HeartMate III is the next-generation continuous flow left ventricular assist device (LVAD). It is based on fully magnetically levitated technology in order to reduce adverse event rates through improved hemocompatibility with a compact size that enhances ease of surgical placement. HeartMate III is designed for low-power operation.

THOR's previous generation HeartMate II is the rotor driven continuous flow intermediate-to-chronic LVAD. HeartMate II has been approved for use in North America and EU.

THOR's HeartMate III CE Mark clinical trial will admit up to 50 patients at nine sites in Europe, Australia, and Canada.  The trial includes a primary endpoint of six-month survival compared with estimated mortality based on the Seattle Heart Failure Model.

Apart from first implant in Germany, enrollment of the HeartMate III CE Mark Trial has also started at the Vienna Medical University in Vienna, Austria.

THOR continues to do well in overseas markets, especially in its HeartMate lineup. Despite being flat year-over-year, THOR's 2014-first quarter earnings and revenues surpassed the Zacks Consensus Estimates on both earnings and revenue fronts.
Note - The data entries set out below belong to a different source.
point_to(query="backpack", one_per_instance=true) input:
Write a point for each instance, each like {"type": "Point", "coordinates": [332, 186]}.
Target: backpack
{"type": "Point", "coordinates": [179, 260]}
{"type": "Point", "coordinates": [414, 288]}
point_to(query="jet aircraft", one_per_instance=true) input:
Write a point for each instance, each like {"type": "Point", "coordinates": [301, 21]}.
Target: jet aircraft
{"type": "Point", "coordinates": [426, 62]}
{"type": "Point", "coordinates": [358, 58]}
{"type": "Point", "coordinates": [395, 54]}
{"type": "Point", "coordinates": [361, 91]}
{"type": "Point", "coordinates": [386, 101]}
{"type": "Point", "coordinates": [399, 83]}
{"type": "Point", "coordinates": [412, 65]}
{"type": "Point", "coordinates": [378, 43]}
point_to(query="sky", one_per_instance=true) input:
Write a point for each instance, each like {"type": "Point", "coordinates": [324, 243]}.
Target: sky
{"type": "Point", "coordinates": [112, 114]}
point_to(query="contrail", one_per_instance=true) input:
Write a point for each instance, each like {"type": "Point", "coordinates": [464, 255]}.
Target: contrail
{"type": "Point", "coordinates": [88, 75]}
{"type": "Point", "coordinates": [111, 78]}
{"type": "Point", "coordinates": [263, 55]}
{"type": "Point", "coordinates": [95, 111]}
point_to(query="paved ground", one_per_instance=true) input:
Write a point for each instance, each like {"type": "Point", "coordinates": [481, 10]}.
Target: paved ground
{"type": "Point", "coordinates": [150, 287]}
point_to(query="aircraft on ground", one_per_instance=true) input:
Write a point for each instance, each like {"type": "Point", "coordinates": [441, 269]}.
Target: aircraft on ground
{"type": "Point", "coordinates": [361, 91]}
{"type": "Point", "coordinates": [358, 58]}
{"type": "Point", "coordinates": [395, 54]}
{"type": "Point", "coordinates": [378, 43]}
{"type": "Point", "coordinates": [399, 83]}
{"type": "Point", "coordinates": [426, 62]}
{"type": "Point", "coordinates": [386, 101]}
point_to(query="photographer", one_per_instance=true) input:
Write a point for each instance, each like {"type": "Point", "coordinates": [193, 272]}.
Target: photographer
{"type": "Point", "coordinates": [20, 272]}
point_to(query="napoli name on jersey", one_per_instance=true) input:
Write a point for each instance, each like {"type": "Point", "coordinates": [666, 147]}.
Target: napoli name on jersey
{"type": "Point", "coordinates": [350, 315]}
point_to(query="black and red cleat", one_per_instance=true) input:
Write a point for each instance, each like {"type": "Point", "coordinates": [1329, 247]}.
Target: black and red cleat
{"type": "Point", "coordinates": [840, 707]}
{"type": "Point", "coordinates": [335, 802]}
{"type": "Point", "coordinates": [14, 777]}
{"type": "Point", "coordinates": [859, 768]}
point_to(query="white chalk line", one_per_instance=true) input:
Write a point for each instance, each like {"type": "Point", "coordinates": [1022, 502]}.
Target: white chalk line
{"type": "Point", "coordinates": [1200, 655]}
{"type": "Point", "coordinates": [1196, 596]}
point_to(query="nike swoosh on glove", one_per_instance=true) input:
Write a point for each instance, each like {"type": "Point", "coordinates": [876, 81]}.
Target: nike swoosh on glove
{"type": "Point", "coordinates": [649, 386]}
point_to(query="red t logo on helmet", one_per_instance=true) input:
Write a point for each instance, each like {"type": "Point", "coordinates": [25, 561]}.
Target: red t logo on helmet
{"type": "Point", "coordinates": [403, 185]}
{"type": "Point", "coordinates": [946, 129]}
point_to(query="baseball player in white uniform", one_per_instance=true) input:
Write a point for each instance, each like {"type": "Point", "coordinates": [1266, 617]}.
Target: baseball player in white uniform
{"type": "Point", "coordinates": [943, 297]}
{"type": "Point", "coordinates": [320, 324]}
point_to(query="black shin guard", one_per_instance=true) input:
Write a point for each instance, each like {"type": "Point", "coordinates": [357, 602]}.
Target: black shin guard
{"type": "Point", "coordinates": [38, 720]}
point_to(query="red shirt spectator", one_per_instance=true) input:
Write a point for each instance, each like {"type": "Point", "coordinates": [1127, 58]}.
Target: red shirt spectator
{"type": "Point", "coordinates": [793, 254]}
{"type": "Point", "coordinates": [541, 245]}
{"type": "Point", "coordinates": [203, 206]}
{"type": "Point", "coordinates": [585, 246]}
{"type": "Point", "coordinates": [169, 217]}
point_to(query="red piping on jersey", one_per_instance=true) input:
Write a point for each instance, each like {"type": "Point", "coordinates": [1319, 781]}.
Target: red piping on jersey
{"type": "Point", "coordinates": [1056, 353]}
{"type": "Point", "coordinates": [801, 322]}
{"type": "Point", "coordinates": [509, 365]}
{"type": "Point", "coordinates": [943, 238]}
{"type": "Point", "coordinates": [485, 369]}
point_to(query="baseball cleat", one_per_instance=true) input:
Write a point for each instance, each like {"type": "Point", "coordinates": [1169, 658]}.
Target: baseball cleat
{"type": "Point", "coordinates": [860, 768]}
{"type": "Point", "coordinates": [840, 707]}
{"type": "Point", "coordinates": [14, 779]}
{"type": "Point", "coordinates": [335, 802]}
THOR posted flat adjusted earnings of 33 cents per share for the 2014-first quarter compared with the year-ago level but beat the Zacks Consensus Estimate by 6 cents. Adjusted earnings edged down 1.8% to $19.2 million from $19.5 million in the comparable quarter a year ago.

THOR's revenues in the quarter rose 6.8% to $125.7 million, exceeding the Zacks Consensus Estimate of $124.0 million. Revenues from the U.S. upped 3.6% to $95.6 million while the same from international business grew 18.5% to $30.1 million.

Revenues from the flagship HeartMate product line came in at $110.0 million, reflecting a 6.9% year-over-year increase due to the expansion of its international business.

For fiscal 2014, THOR expects revenues in the range of $520-$535 million. The current Zacks Consensus Estimate of $527 million lies within the guided range.

THOR also expects adjusted earnings per share (excluding stock based compensation) of $1.39-$1.49 for the year. The current Zacks Consensus Estimate of $1.31 lies below the guided range.

Currently, THOR retains a Zacks Rank #3 (Hold). Some better-ranked medical instrument companies that are worth considering at the moment include Alphatec Holdings, Inc. ( ATEC ), Luminex Corp. ( LMNX ), and Accuray Inc. ( ARAY ). Alphatec and Luminex sport a Zacks Rank #1 (Strong Buy), while Accuray carries a Zacks Rank #2 (Buy).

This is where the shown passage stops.